According to the authors, adverse effects of tapentadol reported during clinical trials and postmarketing data collection are similar to those reported for other opioid analgesics. There was a single report of a 34-year-old adult who died after injecting tapentadol, and no published reports of tapentadol overdose in a child were found.
Tapentadol is a weak serotonin reuptake inhibitor and carries a drug-drug interaction warning for development of serotonin syndrome if taken with other serotonergic medications.
The paper has some limitations. All exposures are reported to the NPDS by other people, often a parent and caregiver, and there’s no uniform quality assurance program to validate the accuracy of the data. In addition, the amount of the drug reportedly ingested is unreliable, and no blood concentrations are available to verify that a poisoning even occurred.
Hard to Interpret
This lack of information on how much tapentadol each patient ingested “makes the results a bit hard to interpret, especially as the mu-opioid receptor is a low-affinity receptor,” said Nina Schor, MD, PhD, professor, pediatrics and neurology, University of Rochester Medical Center, New York.
Because the effects of tapentadol are likely age-dependent, treating this cohort as a single population could be “problematic,” said Dr Schor. “The mu-opioid receptors, at least in the rat brain, are expressed at birth but increase in expression and change in localization with age. They don’t begin to increase in expression until 2 weeks of (rat) age and then double in expression from age 2 weeks to adulthood.”
Dr Schor said she couldn’t find anything in the literature about changes in receptor subunit complement or structure with age. “So I’m not certain this even occurs. But if it does, it could change the affinity of the mu receptor for tapentadol as the patient gets older or could result in differences in receptor affinity from person to person on the basis of pharmacogenetic differences.”

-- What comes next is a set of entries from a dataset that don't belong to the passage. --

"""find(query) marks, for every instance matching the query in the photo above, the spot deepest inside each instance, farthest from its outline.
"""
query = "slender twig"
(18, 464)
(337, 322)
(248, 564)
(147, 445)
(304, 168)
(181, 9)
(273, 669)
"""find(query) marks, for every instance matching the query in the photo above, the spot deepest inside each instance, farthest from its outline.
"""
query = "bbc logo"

In the same vein, she added, “I don’t know how much absorption and excretion and metabolism of tapentadol vary from person to person and from age to age.”
Dr Borys said his study looked only at exposures in children but hopes many of these issues will be addressed when he and his colleagues carry out similar analyses in adults. “It may be that we will find in adults that it is a dose by weight way of looking at it,” he said, and that toxicity does differ with age.